Colonisation left a societal vacuum. It became evident that our once strong cultures could no longer keep up with the people that we had become, and so a confused set of ideals grew to fill the void – the idea that one must be either strictly western or African and nothing in between. And being African was being the African that remained untainted by foreign influence. That ideology would have worked if our way of life had not completely shifted from what it had been before.

The patriarch who flourished in the days of hunting for virility no longer existed in the Africa that the colonialist gave birth to – his role in the home and in the society had been levelled down. This patriarch had to learn that he is equal to a woman. He had to learn that aggressiveness and physical strength no longer equalled to prosperity. But how can he learn if his people are still holding onto the flimsy strings of their past?

There is an unspoken fear that once we let go of “our culture” we will lose ourselves – we will cease to be a people of Africa and instead become a people of nothing.

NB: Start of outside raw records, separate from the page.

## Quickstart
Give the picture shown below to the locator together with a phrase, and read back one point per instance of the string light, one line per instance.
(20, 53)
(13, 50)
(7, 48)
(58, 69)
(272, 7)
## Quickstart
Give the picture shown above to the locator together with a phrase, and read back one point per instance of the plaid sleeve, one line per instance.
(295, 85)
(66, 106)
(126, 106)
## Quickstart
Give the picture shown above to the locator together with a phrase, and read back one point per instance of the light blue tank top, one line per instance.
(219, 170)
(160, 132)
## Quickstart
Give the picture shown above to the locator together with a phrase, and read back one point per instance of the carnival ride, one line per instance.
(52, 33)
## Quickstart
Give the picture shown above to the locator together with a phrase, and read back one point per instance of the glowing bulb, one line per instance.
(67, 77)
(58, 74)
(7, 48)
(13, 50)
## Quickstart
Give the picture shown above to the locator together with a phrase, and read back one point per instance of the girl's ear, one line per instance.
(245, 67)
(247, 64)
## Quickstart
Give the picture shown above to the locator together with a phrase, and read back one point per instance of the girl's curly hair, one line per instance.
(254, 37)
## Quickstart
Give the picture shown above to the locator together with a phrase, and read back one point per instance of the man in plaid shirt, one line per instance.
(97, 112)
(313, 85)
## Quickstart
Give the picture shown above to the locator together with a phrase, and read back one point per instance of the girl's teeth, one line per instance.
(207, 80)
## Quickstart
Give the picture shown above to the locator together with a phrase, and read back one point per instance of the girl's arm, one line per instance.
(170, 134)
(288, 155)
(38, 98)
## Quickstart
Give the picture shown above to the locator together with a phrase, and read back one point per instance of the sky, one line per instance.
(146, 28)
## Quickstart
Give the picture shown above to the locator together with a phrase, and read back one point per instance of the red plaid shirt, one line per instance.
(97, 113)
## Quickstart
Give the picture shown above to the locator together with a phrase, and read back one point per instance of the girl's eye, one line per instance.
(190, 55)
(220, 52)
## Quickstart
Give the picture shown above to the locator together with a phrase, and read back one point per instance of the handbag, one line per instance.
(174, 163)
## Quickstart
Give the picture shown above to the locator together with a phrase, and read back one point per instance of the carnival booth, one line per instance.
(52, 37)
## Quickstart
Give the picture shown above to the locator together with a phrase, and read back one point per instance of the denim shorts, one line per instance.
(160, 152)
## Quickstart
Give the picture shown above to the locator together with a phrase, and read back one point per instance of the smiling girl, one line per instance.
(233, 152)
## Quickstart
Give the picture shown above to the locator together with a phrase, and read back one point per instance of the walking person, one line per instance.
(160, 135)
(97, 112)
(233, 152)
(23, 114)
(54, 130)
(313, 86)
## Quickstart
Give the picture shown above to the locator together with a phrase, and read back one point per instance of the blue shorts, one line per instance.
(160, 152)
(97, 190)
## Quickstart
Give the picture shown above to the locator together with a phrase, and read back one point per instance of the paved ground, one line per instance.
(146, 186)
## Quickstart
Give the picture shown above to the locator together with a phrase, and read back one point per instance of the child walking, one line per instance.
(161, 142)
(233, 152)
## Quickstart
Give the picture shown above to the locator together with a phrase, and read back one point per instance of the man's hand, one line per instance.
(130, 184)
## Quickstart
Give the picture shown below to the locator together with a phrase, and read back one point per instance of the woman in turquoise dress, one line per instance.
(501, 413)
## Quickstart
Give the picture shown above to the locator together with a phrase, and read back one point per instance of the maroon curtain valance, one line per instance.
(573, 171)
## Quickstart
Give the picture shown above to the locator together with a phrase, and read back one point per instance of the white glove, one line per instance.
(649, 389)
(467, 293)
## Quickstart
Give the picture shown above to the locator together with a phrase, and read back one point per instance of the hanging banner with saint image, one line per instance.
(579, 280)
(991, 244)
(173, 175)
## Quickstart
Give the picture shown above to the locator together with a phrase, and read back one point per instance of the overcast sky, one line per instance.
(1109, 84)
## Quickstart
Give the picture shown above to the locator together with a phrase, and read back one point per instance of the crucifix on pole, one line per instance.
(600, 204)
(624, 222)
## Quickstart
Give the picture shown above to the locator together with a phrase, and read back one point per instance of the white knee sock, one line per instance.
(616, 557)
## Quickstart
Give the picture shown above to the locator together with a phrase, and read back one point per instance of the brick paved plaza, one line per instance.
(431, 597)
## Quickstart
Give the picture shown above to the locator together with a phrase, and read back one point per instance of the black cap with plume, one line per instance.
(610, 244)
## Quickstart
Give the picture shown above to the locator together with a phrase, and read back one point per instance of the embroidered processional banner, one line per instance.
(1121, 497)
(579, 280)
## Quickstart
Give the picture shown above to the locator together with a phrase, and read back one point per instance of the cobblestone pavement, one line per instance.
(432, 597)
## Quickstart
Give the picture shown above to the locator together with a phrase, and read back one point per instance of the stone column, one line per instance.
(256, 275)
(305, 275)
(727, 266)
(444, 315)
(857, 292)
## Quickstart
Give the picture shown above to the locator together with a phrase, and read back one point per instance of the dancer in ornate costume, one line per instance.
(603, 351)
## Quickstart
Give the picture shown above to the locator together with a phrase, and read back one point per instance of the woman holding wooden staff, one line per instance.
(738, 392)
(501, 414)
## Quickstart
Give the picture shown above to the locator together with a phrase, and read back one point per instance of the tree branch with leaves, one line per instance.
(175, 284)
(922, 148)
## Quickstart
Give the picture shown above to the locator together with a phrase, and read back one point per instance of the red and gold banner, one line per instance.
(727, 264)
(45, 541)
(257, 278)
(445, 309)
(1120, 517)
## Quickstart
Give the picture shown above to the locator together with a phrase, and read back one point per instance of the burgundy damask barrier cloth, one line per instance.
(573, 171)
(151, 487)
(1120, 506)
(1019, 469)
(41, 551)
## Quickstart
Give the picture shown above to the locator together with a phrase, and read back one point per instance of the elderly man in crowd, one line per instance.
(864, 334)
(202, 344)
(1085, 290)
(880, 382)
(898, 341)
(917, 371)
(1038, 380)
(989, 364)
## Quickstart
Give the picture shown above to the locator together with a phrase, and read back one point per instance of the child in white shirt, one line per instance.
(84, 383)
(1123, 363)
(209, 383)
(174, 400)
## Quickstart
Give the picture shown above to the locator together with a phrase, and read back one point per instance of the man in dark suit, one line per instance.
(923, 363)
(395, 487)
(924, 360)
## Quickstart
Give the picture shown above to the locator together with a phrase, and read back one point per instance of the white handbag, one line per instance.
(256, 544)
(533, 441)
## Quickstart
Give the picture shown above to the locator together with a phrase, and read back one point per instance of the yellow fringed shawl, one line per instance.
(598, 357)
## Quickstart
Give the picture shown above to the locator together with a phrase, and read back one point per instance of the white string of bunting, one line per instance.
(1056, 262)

The colonial master would have won. But is that truly the case? Take wearing waist beads as an example – agonising for a woman to wear and humiliating for her to remove. Their purpose is solely to mould a woman’s body so as to please the man. Their whole meaning is a direct manifestation of the unjust patriarchy that exists in our culture. However, a 21st century woman, who is trying desperately to assert her equality to a man will refuse to remove these beads again in the name of “preserving culture”.

But is it your culture or the culture of your forefathers when they did not know better? It is the culture that they adopted as it was the only life they knew how to live. But now you know better and the times have changed. Change with them. How can one justify culture even if its existence completely obliterates the progression that your Africa is meant to have?

Culture may well be one of the many reasons that Post Colonials tend to have identity crises. One becomes torn between who they want to be and who society has forced them to be. It is what says, “You cannot do this because you are not white,” or “you are African so you must do this”. It is what will blindly dictate your future until you begin to lose your bearings.
Being born of Africa and being of African descent makes you African enough. Letting go of traditions that are detrimental to the progression of society does not make you any less African than your forefathers. It is not some terrible taboo. It simply means that you have grown and learnt from those that came before you.

Anything that is not growing is dying. Remember that.

African renaissance lies in a cultural revolution. But this does not mean unearthing the past to try and fit together fragmented histories. It simply means defining your own way of life by the way that you actually want to. Make it distinctly yours. Because if one truly believes that the key to our freedom lies in the ghosts of yesterday then we might as well “unlearn” all the things that we know today.

Disallow society from forcing you to be a certain way because you are “African”. There is no such thing as a generic “African”. Out of 54 countries, one billion people and millions of other tribes – it would be a gross representation of the peoples of our continent to label them all under the same term.

Africa is my home – not my tradition.

My name is Tapiwa Gambura and I am a proud 15 year old Africanist.